Elsewhere in the town a “French” patisserie seems to sell on madelines, many with bean paste inside. Vanity or a viable business, I cannot tell.
I walk past a couple of karaoke bars, but their signs for laserdiscs would indicate that the nights are free of drunken singing.
I come to an area looking down into the river valley. The view of mountains and river is attractive. The whole town is really. If this were some other country it might be turned into a place full of arts and crafts, shops selling rather than being antiques and quaint little cafes. It might attract those seeking an alternative lifestyle and it would thrive on tourists.
Turning back, I hear voices and my mouth waters at the scent of cooking in a small restaurant. I poke my head in, but cannot decipher what is on offer. My time is now limited and I cannot afford a confused wait, so I back out.
I come across the Toshiba electronics store featured in Spike Japan’s wonderfully evocative article about Shimonita. The rice cooker and cassette player were still there in the window, but the CD player had disappeared. Perhaps the spirits listen to compact discs now in addition to singing along to their larger karaoke cousins.
The Hilo cafe opposite the station doubles as a souvenir shop. New and most definitely occupied, it lacks the character of its other cousins around the town.
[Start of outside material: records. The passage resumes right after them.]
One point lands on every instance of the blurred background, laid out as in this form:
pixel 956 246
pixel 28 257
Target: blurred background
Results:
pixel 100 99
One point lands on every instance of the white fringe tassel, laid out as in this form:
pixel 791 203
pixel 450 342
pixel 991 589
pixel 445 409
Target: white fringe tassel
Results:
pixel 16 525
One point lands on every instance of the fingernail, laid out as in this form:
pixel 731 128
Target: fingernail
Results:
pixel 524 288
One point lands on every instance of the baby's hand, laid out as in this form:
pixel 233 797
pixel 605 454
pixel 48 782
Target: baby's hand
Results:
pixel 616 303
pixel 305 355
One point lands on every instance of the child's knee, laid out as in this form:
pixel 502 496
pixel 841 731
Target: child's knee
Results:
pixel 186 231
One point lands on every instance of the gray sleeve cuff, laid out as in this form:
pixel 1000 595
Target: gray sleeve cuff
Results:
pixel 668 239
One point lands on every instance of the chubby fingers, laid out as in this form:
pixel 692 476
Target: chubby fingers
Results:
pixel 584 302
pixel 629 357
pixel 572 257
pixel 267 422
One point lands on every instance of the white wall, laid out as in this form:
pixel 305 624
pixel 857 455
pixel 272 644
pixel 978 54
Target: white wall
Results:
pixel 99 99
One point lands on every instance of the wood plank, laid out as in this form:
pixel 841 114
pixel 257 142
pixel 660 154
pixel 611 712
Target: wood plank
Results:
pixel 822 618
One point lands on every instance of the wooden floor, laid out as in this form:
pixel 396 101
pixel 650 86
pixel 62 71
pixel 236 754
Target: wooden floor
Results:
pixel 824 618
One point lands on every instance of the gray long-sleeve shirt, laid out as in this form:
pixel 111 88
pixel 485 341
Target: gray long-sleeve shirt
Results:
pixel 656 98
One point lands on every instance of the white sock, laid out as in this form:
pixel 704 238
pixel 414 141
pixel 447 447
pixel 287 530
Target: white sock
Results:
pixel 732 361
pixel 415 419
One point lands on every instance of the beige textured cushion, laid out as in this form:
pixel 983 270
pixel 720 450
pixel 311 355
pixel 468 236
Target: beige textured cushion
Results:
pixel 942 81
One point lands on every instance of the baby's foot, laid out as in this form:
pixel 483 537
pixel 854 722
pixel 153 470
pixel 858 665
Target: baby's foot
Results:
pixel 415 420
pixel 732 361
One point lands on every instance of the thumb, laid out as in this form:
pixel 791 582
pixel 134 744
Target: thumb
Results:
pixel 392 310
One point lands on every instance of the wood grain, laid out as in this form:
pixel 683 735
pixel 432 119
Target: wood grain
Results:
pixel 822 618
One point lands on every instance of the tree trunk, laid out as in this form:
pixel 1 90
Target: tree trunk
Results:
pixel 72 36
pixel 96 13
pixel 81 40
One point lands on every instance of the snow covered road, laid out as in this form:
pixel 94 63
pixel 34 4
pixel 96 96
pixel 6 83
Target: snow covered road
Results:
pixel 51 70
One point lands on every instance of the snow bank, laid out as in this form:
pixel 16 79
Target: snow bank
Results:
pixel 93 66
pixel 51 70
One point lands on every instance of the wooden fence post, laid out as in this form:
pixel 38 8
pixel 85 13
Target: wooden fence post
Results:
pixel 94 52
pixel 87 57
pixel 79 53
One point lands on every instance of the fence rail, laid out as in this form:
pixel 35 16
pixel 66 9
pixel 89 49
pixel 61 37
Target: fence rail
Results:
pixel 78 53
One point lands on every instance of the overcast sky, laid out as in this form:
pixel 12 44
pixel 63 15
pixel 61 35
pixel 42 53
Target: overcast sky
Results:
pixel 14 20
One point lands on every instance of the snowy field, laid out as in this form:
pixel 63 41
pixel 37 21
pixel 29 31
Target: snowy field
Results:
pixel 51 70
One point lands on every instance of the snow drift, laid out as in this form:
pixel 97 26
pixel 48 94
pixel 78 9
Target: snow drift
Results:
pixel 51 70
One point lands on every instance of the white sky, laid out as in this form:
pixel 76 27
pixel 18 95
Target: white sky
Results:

But it did have photos of the tonkatsu special and I was now in even more of a hurry, so I order and enjoy it.
I make it into the train with a minute to spare. It’s one of their Series 6000 EMUs and the front window is barred in such a way as to make video not worth it, so I sit down to enjoy the ride back to Takasaki.
On my return to Takasaki station I check the large local produce store for anything I can find as a birthday gift for B. I do find miso paste to replenish our stocks, but the bags are held closed by rubber bands and I am not sure if customs will pass them.
The queues for seat reservations are too long, so I grab my big bag out of the locker and take my chances with an unreserved seat back to Tokyo Station.
This time I’m on the upper deck of a Max Toki as I ride the now familiar route back towards the capital. Once there I need a seat reservation for the Narita Express to the airport, but I go to a blue, not a green, ticket desk and wait fruitlessly in the queue. Fortunately, the small green office outside the nearest gates is quiet and I get my reservation in time.
Sadly, now it is time for the all too familiar ride back to the airport. I gaze out of the window as we pass out through the suburbs of Tokyo, through Chiba and the quiet rice paddies and bamboo clad hills while feeling the sadness of leaving, the eagerness of returning to see my family and the fear of the journey ahead.